Kid Killing in Paradise Lost Is a government sponsored cultural renaissance part of the problem?

The scenic beauty of New Zealand is unparalleled. A flick through the travel brochures by foreigners leaves them with the impression that we live in heaven on earth. Don't believe it. For many of our women and children their existence is hell on earth. They are the victims of family violence and sexual abuse that has reached epidemic proportions.

Our small country, just under four million people, is shaken month by month by the killing of a child who, over a long period, was subjected to unbelievable cruelty perpetrated by either a man or woman in a dysfunctional relationship. Very often children are killed despite prior intervention by official welfare agencies. Refuges cannot cope with the ever-increasing number of women desperate to take themselves and their children away from violent men.
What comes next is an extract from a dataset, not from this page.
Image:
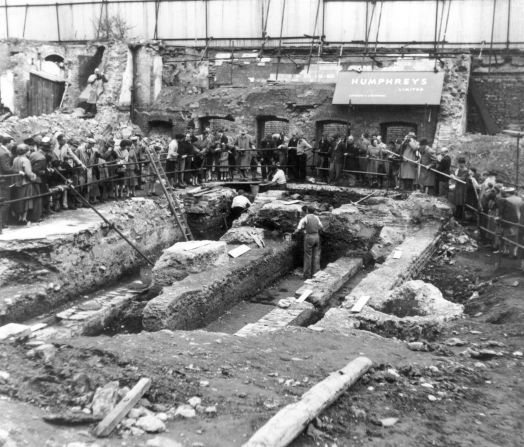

"Indigenous" Maori men feature disproportionately, and by a wide margin, in the statistics of violent crime. Almost half the jail population consists of these men who are from a minority group representing around twelve per cent of the population.

Maori radicals and their white left-liberal apologists tell us that the shameful figures are due to "post-colonial traumatic stress disorder" resulting from colonization and the white man's rotten system based on subjugation and poverty. This garbage is used to hide failed left-liberal policies. It runs counter to their socialist ideals to acknowledge the damage done by of a lack of family values, bad attitudes towards education, years of welfare dependency, racist affirmative action and other special treatment programs, the destruction of initiative and enterprise, and the discouragement of personal responsibility.

Mainstream Maori leadership adopts a head in the sand approach to male violence, pretending that the problem does not exist, just like a hopeless alcoholic in denial, and we know where that leads.

As a nation we are now reaping what we sowed. Politicians decided to pander to a stone-age culture and encouraged its renaissance at the expense of values and inheritances that built a hitherto strong and vibrant country. The result; national pride and identity are in limbo as soured race relations tear the country apart. The flag is hardly flown anymore. Patriotism is almost non-existent, its threadbare remnants acknowledged by the performing of a male-oriented Maori dance called the "haka", the invention of a cannibal chief.

"The threatening body stances of the haka, the fearsome intent of the facial expressions, the aggressive gestures of the fists, accompanied by shouted verbal commands, all form part of a violent act and physical confrontation with an intent to frighten and intimidate an adversary". These are not my words but those of a Maori writer who spoke out recently, sickened by the violence towards children.

The bare-chested war-like warrior image is promoted to the rest of the world, mainly by the government, as a vital part of Maori culture. Our courageous Maori writer asked,"Who is brave enough to state that the aggression, the violence, the threats, the physical intimidation and the nature and the purpose of the haka do not play a significant role in the way we harm and disrespect our children?"

Little tots at Maori language schools are taught the haka, as are boys in government schools. Whenever our United Nations sponsored peacekeeping soldiers in East Timor are shown on government television they are seen, incongruously, performing the war-like haka. What message does this send to the "antagonists" on the other side of the fence? Is it in the true spirit of United Nations peacekeeping? National sporting teams take this stuff off shore. Maoris perform the haka in Parliament when they get a favorable decision. If aggrieved by a Court decision they do the haka. It has been politicized and at times of protest is no more than an exercise in race baiting.

An integral part of the warrior image is the wielding of a long hardwood club designed to kill, called the "taiaha". It's unbelievable, but our softheaded prison service officials have taken "taiaha" training in to jails. As their psychobabble tells us, it is a method "by which Maori offenders are introduced to the cultural values which underpin the behavioral and attitudinal changes that are necessary to reduce re-offending by Maoris". What does this program do for anger management in the ill-educated and the ill-disciplined?.

There are signs that the tourism industry is backing away from promoting the warrior image because it is felt it is not as marketable as first thought.

When foreign diplomats present their credentials to the Head of State they are confronted by a "taiaha" wielding bare-chested Maori warrior with ferocious facial expressions, heightened by protruding glaring eyes, a protruding tongue and the uttering of a weird challenging cry. Many of my countrymen find this particular cultural intrusion offensive and against the spirit of diplomacy.

If George Bush wins the presidential election he will undoubtedly replace Ambassador Carol Moseley Braun with one of his own. The new ambassador would do this country a service by refusing to take part in the warrior challenge when presenting his credentials. Furthermore, the new ambassador should lobby the entire diplomatic corps to do likewise.

This international action against New Zealand could be all that is needed for our government to stop glorifying violence in the name of culture. That would be a positive step in the campaign to stop the violence against defenseless children.

September 2, 2000

Colin Robertson, a former officer of the Reserve Bank of New Zealand, is a businessman and writer. He is working on a book on New Zealand’s race relations industry.